It would be an understatement to say that we live in a sex-saturated society. It would also be an understatement to say that we live in a culture that is at war with marriage. Temptations abound all around us. Whether it is sexual temptation, the temptation to be deceitful, the temptation to be selfish, or whatever else, Satan is constantly working to undermine and destroy marriage.
Temptation takes an infinite number of forms. It is ever present, and what is tempting for you might not be tempting for your spouse, or for another couple. So, if a countless number of things are constantly flying around trying to attack our marriages, what can we do?
A few years ago, a friend made the following observation: “You can’t stop the birds from flying overhead, but you can keep them from nesting in your hair.” While I’m sure that saying is not original to him, the point is well-taken. We can’t stop the temptations from arising. There’s always going to be a Hooters billboard alongside the interstate, or a Victoria’s Secret commercial on TV, or access to things on the internet that will be harmful to a healthy marriage.

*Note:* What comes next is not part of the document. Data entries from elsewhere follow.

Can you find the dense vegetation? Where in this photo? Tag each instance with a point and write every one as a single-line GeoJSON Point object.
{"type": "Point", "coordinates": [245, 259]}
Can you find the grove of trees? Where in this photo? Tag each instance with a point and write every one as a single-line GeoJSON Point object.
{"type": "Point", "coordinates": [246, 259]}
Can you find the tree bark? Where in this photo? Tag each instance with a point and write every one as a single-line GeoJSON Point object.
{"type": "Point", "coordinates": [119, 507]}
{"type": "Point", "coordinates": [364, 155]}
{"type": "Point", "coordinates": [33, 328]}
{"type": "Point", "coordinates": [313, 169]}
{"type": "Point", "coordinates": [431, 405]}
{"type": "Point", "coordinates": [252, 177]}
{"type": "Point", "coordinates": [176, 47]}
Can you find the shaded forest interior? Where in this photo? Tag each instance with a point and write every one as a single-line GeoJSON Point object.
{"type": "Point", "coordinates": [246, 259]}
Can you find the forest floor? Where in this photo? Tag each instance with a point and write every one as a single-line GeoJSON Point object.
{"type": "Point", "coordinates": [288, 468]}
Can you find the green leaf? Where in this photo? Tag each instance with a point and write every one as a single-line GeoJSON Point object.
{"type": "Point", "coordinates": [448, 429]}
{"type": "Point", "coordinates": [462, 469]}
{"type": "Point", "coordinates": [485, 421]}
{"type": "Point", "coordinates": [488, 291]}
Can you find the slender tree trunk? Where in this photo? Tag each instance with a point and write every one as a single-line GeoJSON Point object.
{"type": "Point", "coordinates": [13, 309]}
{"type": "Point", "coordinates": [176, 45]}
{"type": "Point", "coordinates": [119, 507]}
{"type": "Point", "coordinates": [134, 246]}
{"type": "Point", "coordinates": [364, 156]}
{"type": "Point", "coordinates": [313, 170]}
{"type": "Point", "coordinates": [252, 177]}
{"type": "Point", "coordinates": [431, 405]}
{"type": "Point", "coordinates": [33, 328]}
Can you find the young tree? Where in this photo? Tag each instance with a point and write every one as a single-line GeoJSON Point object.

There will always be temptations to not tell the whole story and think, “what he/she doesn’t know won’t hurt,” when we know that it really will. There will always be temptations to manipulate, coerce, or otherwise get our own way, even if it means putting self before our marriages. But being surrounded by temptations is radically different from letting temptation take up residence in your heart and mind.
You can’t stop the birds from flying overhead. But there certainly are some warning signs when the birds are trying to build a nest in your hair.
- First, if it is something you feel compelled to keep a secret from your spouse, you are creating and facilitating an environment for temptation to live and grow. “You don’t need to know my password for Facebook.” “Please don’t tell my wife we had this lunch together.”
- Second, if you think through how you would explain/rationalize/justify the behavior, before you do something, then you are creating a path for temptation to find a home in your heart. “If she comes in, I’ll say I accidentally hit a link that I didn’t mean to.” “If he notices money missing from the bank account, I’ll blame it on a bank error, until I can figure out a way to explain it.”
- Third, if you spend inordinate amounts of time and energy to convince yourself that the behavior is not that bad, temptation is taking root. “What’s her problem? Everybody does it. What’s the big deal?” “Why is he so upset? I could be doing stuff a whole lot worse than this.”
- Fourth, if you become so comfortable with the temptation that you no longer even notice it, the birds have begun to build. “I didn’t lie. Why would you say that?” “I’m not ‘being hateful.’ You just don’t care about me.”